Fakat bu da yeterli değil maalesef. Zira “görmek” için “bilmek” gerekir. Yoksa gördügünüzün ne olduğunu nereden bileceksiniz?

“Işık, biraz daha ışık!”

“Sunshine” budur! Güneş-ışığı yani. Vizyondaki yeni film Sunshine, “karanlıkta görmenin, aydınlıkta körleşmenin” hikayesini anlatıyor. Bu yüzden, sağda solda, gazete ve dergi köşelerindeki dandik film eleştirilerini bu seferlik “görmezden” gelin.

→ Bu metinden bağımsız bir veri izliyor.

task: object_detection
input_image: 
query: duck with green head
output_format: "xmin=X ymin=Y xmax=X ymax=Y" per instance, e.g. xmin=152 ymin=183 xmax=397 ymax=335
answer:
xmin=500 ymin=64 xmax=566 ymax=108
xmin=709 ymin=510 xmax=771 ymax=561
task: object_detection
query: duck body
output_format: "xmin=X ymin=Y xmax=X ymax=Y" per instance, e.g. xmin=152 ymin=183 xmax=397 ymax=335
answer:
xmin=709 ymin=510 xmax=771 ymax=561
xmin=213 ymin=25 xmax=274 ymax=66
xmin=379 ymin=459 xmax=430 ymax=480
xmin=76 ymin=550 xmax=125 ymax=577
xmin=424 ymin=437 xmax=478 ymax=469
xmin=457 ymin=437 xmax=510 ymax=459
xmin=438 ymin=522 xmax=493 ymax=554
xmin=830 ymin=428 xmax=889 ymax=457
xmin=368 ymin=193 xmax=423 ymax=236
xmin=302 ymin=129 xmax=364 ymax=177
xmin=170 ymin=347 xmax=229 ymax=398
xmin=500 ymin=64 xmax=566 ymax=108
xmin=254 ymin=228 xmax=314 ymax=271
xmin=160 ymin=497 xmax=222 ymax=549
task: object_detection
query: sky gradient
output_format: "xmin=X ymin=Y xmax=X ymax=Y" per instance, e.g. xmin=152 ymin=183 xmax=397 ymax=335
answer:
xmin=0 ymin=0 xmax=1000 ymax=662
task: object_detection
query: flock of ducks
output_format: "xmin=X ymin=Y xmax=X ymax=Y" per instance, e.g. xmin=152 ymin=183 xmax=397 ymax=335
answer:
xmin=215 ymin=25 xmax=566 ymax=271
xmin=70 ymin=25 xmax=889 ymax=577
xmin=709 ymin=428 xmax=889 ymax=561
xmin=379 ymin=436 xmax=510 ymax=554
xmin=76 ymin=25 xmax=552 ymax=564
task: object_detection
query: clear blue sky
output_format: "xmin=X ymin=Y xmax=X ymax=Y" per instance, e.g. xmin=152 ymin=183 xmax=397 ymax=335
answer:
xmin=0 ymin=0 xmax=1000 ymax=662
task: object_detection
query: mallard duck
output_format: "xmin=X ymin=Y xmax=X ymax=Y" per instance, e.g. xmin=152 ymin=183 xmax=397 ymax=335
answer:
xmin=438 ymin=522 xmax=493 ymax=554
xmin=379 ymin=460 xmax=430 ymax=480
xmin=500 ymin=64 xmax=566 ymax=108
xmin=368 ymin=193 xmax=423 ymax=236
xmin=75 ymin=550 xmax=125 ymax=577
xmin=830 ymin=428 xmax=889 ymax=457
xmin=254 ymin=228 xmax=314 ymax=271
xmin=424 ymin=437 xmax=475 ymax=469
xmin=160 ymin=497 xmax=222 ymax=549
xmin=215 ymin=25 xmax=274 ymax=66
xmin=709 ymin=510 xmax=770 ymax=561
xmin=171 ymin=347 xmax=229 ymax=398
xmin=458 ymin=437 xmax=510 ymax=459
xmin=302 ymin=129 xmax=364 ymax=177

Muhtemelen hep tanıdık “dahilerin” savruk imajları bundandır. Yani çok bilmekten. Yani bilgiyle, tıpkı bazen kedilerin bir boşluğa takılıp kalmaları gibi, sizin ancak baktıklarınızı “görürler”. Bu yüzden kendi kılık-kıyafetleri ile dağınıklıkları bundandır. Karanlıkta gördükleri için üstlerine başlarına çok dikkat etmezler.

Dann Boyle’un ‘Gün Işığı’ filminin ilk katmanı bu. Görmek! İkinci katmanı ise görmek için çok bilmenin gerektiği.. Bunu istiyorsanız da azıcık “çatlaklığı” kabul edeceksiniz!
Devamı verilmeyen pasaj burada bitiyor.